In the postexilic period, guilds were powerful organizations and were recognized by the government. A guild could prevent a craftsman from another area from working in its territory. It had a trade monopoly in its particular locality. A guild could monopolize the market. Guild members were insured against loss of tools, animals, and boats used in their business, unless the loss was caused by their own negligence. Guilds had their own religious and social institutions, even their own synagogues, next to which there were burial grounds for the members. In some cases, members of a guild collectively built and operated businesses. Source Bible Gateway

Therefore it is unlikely Paul could waltz into a town and become a freelancer, the guild members would run him out. That he was staying with Prisca and Aquila in Corinth and assisting them (Acts 18:3) likely meant that the couple were members of the guild already, had an established business, and Paul could help them.

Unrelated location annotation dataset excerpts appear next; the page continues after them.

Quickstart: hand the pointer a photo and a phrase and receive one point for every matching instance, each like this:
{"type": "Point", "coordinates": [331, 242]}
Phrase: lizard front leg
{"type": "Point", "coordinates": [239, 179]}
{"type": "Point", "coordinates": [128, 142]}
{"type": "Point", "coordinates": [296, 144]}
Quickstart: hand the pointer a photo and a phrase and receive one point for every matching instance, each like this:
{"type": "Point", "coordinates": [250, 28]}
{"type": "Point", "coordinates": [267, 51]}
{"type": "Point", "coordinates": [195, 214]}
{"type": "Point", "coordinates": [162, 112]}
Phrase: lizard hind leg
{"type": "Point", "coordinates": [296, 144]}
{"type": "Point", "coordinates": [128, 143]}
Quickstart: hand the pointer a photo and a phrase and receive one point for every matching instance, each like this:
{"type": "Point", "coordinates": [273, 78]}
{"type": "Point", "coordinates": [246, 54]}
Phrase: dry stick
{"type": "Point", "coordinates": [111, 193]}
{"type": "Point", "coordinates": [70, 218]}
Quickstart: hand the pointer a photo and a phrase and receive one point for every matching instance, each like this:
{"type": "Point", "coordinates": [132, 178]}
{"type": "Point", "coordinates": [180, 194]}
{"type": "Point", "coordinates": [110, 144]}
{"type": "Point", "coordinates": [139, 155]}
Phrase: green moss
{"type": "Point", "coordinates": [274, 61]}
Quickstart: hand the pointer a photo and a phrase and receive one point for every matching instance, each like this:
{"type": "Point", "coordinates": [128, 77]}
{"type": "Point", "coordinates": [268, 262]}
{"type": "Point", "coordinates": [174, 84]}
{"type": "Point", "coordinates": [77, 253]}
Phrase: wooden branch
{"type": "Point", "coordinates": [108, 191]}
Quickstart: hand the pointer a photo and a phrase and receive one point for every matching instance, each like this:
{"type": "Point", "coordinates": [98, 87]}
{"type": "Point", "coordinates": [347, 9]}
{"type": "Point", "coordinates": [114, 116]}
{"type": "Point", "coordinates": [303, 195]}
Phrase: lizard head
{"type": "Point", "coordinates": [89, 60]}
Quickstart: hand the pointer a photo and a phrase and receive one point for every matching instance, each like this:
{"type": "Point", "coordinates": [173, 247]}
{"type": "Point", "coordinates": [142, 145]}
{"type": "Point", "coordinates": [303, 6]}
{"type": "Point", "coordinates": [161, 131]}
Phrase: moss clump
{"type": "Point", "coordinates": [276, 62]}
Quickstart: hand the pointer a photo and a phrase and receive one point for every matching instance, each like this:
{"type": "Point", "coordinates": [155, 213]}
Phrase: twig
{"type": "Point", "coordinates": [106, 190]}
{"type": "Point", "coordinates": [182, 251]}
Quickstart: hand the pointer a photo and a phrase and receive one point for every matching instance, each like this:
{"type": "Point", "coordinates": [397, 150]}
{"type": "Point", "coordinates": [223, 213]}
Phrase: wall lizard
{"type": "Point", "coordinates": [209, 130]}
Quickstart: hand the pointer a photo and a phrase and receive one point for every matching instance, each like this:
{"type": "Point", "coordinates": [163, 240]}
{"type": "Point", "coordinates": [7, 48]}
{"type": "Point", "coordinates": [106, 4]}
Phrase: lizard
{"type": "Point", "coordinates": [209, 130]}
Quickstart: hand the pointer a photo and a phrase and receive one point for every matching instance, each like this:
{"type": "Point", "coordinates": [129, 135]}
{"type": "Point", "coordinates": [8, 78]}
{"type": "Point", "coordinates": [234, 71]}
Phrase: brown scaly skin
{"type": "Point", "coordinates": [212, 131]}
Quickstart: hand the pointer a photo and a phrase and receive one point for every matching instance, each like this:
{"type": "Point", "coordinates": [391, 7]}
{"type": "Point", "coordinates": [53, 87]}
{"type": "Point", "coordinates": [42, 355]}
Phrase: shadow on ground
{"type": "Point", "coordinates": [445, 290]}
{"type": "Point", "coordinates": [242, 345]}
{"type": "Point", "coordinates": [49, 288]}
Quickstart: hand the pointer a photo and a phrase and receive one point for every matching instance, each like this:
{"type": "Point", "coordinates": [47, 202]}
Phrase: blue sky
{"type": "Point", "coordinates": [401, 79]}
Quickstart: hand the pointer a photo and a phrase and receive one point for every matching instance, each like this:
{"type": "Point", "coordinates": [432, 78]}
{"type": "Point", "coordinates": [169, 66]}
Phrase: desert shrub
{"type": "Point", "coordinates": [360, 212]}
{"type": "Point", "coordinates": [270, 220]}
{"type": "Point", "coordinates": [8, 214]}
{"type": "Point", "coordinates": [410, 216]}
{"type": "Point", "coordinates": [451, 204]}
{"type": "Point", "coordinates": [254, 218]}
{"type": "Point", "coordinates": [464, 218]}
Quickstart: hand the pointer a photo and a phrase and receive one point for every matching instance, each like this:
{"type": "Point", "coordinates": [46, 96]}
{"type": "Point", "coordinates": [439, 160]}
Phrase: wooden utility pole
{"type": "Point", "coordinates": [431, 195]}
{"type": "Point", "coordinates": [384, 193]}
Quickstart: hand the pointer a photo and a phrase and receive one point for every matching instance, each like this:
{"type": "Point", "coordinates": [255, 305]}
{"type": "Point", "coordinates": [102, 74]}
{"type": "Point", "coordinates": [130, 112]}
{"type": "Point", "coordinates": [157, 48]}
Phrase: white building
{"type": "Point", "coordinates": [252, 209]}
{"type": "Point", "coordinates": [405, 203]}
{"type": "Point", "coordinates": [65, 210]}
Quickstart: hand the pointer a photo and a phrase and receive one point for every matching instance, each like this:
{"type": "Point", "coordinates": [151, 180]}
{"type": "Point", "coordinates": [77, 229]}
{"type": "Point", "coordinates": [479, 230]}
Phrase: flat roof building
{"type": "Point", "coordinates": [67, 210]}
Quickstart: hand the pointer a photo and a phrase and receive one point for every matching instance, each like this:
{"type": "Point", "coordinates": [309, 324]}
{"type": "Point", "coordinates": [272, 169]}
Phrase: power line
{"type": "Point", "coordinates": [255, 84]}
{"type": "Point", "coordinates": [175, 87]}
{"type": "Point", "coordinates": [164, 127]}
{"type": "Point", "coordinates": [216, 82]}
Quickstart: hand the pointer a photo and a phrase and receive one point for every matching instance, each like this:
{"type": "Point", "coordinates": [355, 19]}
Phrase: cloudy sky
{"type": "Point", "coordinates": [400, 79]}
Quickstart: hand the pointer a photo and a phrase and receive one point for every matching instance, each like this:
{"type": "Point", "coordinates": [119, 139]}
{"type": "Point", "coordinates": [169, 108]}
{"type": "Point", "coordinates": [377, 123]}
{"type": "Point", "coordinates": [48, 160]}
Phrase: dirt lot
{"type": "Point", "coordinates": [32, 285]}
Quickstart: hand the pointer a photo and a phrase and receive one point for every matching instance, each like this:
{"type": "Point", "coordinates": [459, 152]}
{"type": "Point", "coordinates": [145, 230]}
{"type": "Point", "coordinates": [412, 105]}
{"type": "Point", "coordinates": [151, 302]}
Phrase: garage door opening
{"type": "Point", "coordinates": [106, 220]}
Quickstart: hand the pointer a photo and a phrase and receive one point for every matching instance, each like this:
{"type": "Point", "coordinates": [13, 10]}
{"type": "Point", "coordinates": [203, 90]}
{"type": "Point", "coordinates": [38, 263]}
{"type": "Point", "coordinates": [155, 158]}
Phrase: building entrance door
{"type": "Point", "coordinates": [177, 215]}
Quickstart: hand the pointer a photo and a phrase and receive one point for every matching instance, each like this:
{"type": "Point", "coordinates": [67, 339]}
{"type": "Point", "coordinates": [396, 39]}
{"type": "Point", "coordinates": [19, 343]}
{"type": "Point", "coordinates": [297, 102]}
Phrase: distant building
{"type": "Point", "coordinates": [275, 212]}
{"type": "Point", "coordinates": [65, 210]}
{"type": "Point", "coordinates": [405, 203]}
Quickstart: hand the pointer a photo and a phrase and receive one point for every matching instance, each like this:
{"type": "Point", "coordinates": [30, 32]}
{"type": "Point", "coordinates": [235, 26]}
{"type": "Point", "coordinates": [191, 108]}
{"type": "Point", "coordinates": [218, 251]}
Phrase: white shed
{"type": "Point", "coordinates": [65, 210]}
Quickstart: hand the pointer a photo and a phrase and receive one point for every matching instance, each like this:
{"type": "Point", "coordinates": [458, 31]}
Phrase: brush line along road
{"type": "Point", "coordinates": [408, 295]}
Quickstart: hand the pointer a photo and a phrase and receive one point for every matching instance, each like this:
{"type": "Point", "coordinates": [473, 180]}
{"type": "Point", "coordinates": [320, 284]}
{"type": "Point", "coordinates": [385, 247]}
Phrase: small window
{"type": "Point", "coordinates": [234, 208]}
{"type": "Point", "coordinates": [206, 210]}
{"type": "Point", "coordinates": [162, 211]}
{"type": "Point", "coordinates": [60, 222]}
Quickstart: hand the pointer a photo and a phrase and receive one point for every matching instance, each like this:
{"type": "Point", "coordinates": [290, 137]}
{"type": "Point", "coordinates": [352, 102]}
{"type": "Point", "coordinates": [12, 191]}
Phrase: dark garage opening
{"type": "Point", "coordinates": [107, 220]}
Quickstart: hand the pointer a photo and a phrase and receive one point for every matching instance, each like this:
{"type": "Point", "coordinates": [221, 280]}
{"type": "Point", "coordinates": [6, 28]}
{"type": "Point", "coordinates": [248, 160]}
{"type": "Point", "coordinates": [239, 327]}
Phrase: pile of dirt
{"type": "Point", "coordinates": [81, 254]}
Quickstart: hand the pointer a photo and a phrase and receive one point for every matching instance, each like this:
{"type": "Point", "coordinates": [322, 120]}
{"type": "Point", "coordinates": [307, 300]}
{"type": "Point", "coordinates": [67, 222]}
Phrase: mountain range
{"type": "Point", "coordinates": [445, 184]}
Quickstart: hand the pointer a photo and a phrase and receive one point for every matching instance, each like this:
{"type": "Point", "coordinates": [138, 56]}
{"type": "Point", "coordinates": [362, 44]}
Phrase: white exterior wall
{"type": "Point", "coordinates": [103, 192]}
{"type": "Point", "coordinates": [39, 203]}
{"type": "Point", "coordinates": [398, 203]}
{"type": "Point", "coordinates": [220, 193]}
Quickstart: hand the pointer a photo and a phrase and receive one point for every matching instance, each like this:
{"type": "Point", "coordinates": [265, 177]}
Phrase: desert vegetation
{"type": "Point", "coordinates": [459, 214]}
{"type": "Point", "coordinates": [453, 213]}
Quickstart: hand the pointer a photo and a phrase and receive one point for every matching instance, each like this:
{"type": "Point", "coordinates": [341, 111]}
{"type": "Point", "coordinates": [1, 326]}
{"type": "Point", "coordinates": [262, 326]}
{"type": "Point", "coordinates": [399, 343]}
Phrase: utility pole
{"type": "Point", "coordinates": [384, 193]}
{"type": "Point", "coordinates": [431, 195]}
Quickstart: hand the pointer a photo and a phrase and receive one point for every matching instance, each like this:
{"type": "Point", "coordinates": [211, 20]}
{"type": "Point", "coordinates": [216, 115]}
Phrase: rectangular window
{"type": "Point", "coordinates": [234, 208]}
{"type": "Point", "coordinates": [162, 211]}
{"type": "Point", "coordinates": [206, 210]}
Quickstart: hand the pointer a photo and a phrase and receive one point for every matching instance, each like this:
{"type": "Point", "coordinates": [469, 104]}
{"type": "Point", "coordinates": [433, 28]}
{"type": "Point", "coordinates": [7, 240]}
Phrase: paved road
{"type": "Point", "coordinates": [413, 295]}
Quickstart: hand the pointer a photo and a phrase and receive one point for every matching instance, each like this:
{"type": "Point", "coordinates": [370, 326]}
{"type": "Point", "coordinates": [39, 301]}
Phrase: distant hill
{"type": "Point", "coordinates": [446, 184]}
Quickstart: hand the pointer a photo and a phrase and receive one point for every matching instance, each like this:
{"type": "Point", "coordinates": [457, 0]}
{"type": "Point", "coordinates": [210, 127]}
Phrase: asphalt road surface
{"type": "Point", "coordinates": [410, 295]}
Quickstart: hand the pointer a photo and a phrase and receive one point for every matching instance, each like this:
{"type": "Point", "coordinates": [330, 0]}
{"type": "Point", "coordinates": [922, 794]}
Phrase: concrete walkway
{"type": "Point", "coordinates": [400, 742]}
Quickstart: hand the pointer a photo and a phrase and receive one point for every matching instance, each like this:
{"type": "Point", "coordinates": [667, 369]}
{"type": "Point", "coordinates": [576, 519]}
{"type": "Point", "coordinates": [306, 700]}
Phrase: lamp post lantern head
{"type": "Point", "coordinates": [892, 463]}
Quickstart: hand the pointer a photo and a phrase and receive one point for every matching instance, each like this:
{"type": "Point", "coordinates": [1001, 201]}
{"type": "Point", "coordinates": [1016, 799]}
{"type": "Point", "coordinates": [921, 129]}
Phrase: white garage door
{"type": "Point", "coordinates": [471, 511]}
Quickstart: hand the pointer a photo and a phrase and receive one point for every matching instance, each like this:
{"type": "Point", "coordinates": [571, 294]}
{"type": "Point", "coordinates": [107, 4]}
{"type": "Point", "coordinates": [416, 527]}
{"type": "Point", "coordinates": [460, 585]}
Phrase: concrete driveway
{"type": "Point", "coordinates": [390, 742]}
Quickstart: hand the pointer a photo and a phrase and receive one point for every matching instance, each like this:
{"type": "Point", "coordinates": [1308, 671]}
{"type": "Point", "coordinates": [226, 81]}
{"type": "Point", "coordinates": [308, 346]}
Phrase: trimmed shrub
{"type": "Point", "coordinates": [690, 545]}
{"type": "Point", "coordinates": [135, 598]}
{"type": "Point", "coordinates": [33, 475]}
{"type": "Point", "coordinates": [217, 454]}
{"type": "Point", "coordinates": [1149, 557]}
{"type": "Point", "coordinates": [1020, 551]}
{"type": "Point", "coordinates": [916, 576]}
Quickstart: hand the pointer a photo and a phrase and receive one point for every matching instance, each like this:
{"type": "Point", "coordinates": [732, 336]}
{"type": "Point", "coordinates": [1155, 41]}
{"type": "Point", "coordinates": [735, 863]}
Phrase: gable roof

What were the supplies needed?

This goat’s hair cloth that is used in making these tents is porous when it is dry, but becomes waterproof after the first rains have shrunk it together. … The material that makes up the Bedouin tent is the same as the sackcloth of Bible days. It must be remembered that this Oriental sackcloth is not at all like the Occidental burlap, but is rather a material made of prickly, coarse goat’s hair. Source: Manners And Customs of Bible Lands

New tents are very seldom made among the Bedouins. About the only time this happens is when a young groom and bride set up housekeeping for themselves in a different location from that of the groom’s parents, and this rarely happens. The usual procedure is to accumulate the goat clippings of a year or so, and with these make a new strip with which to repair the old tent. The women do this work. The section of the tent roof that is most worn is ripped out, and a new piece of the cloth replaces it. The old piece is then used for a side curtain. Each year new strips of cloth replace old ones and the “house of hair” is handed down from father to son without its being completely new or completely old at any one time. Source.

As comfortable as the tents seemed, and by the photographs from the 1800s they do seem comfortable, (at least for the more wealthy desert dwellers) it was still a lot of work to care for tents.